〇楊波、篠原真毅、三谷友彦 (京都大学)

(abstract)
ニュージーランドにあるビームWPTのベンチャー企業EMRODからの依頼で、長距離大電力マイクロ波無線電力伝送システムを検討した。位相制御マグネトロンの電力合成技術を用いる大電力マイクロ波出力可能なフェーズドアレーを構築する。既に完成した位相制御マグネトロンの位相制御は±1°以内を実現しており、高効率電力合成を実現できる。 注入信号から送電ビーム制御に向けた位相調整を行い、大電力の移相器による損失を回避する。本研究では、5.8GHzマグネトロンを16台用いる12kWの送電システムを設計し、大電力マイクロ波送電システムを検討した。実際の実験のためのコスト評価も行っている。
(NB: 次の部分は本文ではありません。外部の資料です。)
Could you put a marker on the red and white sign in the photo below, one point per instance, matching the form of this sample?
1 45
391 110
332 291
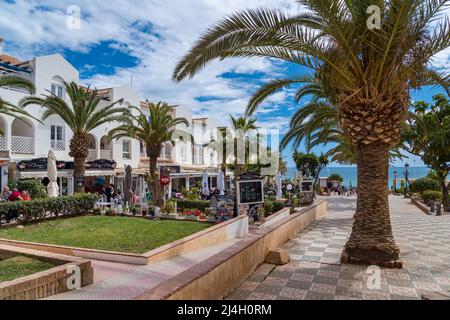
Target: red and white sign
164 180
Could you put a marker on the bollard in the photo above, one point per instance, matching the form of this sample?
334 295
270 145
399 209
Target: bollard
432 207
438 209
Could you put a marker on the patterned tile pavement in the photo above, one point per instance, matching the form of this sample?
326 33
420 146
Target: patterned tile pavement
315 271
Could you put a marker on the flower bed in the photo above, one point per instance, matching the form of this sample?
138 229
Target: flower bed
41 209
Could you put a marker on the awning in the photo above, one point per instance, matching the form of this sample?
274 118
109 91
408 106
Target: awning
43 174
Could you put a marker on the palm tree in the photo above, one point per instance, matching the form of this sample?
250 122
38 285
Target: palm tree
153 131
82 115
8 108
368 71
242 126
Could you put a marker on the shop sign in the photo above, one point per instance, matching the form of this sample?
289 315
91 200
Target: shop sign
101 164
RF Exposure Assessment of Radiative WPT Transmitter Operating at 5.75GHz

〇Andrey S. Andrenko, Yuto Shimizu, Kanako Wake and Soichi Watanabe (National Institute of Information and Communications Technology)

(abstract)
This work presents the results of experimental study on the RF exposure assessment of high-power radiative wireless power transfer (WPT) transmitter operating at 5.75GHz. The evaluated system is the beamforming 8X8 element phased-array antenna WPT transmitter radiating at EIRP = 70 dBm. 5.75GHz is one of the frequency bands proposed for the practical application of RF WPT systems for wireless power supply to industrial sensors and robot devices in indoor factories and warehouses. Possible presence of humans within the use areas requires the accurate assessment of human body RF exposure and confirmation of specific absorption rate (SAR) as basic thermal restriction and E-field strength as reference level to the safety guidelines. At the first stage of RF assessment, 2D E-field measurements have been carried out at both reactive near-field and far-field zone distances from the transmitter antenna. The cases of antenna beamforming radiation and operation without beamforming have been considered. The obtained E-field distributions illustrate the location of antenna side-lobes in addition to the main beam. The maximum recorded E-field strength values have been compared to the human safety national guideline. Next, SAR measurements of RF WPT transmitter under test have been carried out with the standard elliptical flat phantom. SAR distributions have been obtained for the cases of main beam incidence and side-lobe incidence to the phantom. The maximum recorded SAR values have been compared to the latest ICNIPR 2020 safety guidelines.